Department of Analytical Chemistry, Faculty of Sciences, IVAGRO, CeiA3, University of Cadiz, 11510 Puerto Real, Spain.
Department of Physical Chemistry, Faculty of Sciences, INBIO, University of Cadiz, Apartado 40, 11510 Puerto Real, Spain.
Sensors (Basel). 2022 May 19;22(10):3852. doi: 10.3390/s22103852.
Fruit juice production is one of the most important sectors in the beverage industry, and its adulteration by adding cheaper juices is very common. This study presents a methodology based on the combination of machine learning models and near-infrared spectroscopy for the detection and quantification of juice-to-juice adulteration. We evaluated 100% squeezed apple, pineapple, and orange juices, which were adulterated with grape juice at different percentages (5%, 10%, 15%, 20%, 30%, 40%, and 50%). The spectroscopic data have been combined with different machine learning tools to develop predictive models for the control of the juice quality. The use of non-supervised techniques, specifically model-based clustering, revealed a grouping trend of the samples depending on the type of juice. The use of supervised techniques such as random forest and linear discriminant analysis models has allowed for the detection of the adulterated samples with an accuracy of 98% in the test set.

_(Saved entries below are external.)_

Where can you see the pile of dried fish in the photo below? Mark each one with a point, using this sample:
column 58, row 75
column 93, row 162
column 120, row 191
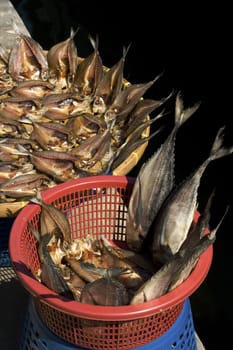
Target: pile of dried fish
column 164, row 242
column 64, row 117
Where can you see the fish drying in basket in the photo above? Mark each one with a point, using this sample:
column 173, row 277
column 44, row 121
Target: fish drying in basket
column 79, row 117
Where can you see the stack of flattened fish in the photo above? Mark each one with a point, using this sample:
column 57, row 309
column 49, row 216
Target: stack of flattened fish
column 63, row 117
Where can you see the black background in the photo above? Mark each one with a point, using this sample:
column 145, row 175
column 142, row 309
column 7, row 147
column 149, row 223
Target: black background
column 191, row 45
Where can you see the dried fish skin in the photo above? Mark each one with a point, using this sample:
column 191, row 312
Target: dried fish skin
column 89, row 72
column 106, row 291
column 27, row 60
column 54, row 218
column 32, row 89
column 109, row 86
column 62, row 62
column 16, row 107
column 52, row 136
column 51, row 275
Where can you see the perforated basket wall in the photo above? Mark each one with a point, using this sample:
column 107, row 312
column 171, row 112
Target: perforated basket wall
column 97, row 206
column 180, row 336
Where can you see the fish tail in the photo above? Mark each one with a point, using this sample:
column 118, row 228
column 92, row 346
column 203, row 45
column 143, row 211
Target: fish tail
column 182, row 114
column 217, row 150
column 94, row 42
column 212, row 234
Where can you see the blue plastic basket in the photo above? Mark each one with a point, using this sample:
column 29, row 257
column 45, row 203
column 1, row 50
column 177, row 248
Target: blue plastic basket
column 5, row 226
column 36, row 336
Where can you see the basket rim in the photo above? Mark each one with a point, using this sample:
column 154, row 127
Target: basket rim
column 96, row 312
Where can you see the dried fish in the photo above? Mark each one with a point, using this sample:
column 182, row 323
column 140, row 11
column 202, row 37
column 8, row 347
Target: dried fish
column 158, row 171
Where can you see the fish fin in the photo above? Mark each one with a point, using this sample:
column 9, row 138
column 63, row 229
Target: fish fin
column 218, row 150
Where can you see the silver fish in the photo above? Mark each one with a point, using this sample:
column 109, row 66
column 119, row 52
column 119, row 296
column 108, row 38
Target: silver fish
column 177, row 269
column 54, row 220
column 158, row 172
column 62, row 62
column 172, row 224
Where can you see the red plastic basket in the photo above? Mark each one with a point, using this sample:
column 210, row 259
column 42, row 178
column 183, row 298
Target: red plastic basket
column 98, row 206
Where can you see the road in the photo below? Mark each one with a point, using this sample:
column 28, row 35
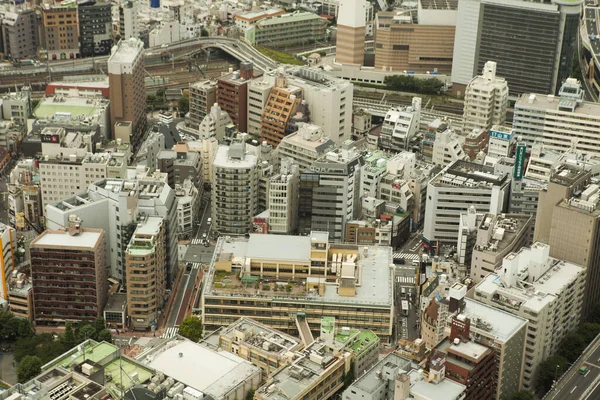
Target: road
column 576, row 386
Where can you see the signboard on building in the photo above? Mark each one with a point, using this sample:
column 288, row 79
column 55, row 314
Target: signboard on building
column 519, row 161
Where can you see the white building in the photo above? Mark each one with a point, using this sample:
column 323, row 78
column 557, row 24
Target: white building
column 456, row 188
column 447, row 148
column 568, row 121
column 234, row 189
column 400, row 125
column 283, row 199
column 486, row 100
column 546, row 291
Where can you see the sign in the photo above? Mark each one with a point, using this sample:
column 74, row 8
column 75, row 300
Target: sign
column 519, row 161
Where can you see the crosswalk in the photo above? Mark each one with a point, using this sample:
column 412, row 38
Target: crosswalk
column 170, row 332
column 406, row 256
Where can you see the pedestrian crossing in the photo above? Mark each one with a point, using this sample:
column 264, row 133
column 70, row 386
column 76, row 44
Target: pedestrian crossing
column 170, row 332
column 406, row 256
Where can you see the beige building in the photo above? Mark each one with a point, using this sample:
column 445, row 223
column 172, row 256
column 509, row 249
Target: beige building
column 145, row 263
column 127, row 88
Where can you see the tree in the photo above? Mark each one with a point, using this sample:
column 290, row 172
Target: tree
column 191, row 328
column 28, row 368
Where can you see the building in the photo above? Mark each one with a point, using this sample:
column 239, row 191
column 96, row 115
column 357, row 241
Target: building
column 232, row 95
column 546, row 291
column 297, row 28
column 453, row 190
column 497, row 236
column 203, row 96
column 220, row 375
column 574, row 230
column 330, row 193
column 305, row 146
column 146, row 266
column 312, row 267
column 400, row 125
column 234, row 189
column 19, row 34
column 60, row 31
column 507, row 33
column 570, row 122
column 95, row 28
column 350, row 37
column 394, row 377
column 264, row 347
column 127, row 89
column 69, row 274
column 423, row 44
column 486, row 100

In addition, a Boruta algorithm was applied which selected 89 variables as significant for adulterant quantification, and support vector regression achieved a regression coefficient of 0.989 and a root mean squared error of 1.683 in the test set. These results show the suitability of the machine learning tools combined with spectroscopic data as a screening method for the quality control of fruit juices. In addition, a prototype application has been developed to share the models with other users and facilitate the detection and quantification of adulteration in juices.
果汁生产是饮料行业最重要的领域之一,其通过添加更便宜的果汁进行掺假的情况非常普遍。本研究提出了一种基于机器学习模型和近红外光谱相结合的方法,用于检测和量化果汁掺假。我们评估了 100%压榨的苹果、菠萝和橙汁,这些果汁被不同比例(5%、10%、15%、20%、30%、40%和 50%)的葡萄汁掺假。光谱数据与不同的机器学习工具相结合,为控制果汁质量开发了预测模型。非监督技术的使用,特别是基于模型的聚类,揭示了样品根据果汁类型的分组趋势。监督技术的使用,如随机森林和线性判别分析模型,允许以 98%的准确率在测试集中检测到掺假样品。此外,还应用了 Boruta 算法,该算法选择了 89 个变量作为掺杂物定量的重要变量,支持向量回归在测试集中达到了 0.989 的回归系数和 1.683 的均方根误差。这些结果表明,将机器学习工具与光谱数据相结合作为水果汁质量控制的筛选方法是合适的。此外,还开发了一个原型应用程序,以与其他用户共享模型,并便于检测和量化果汁中的掺假。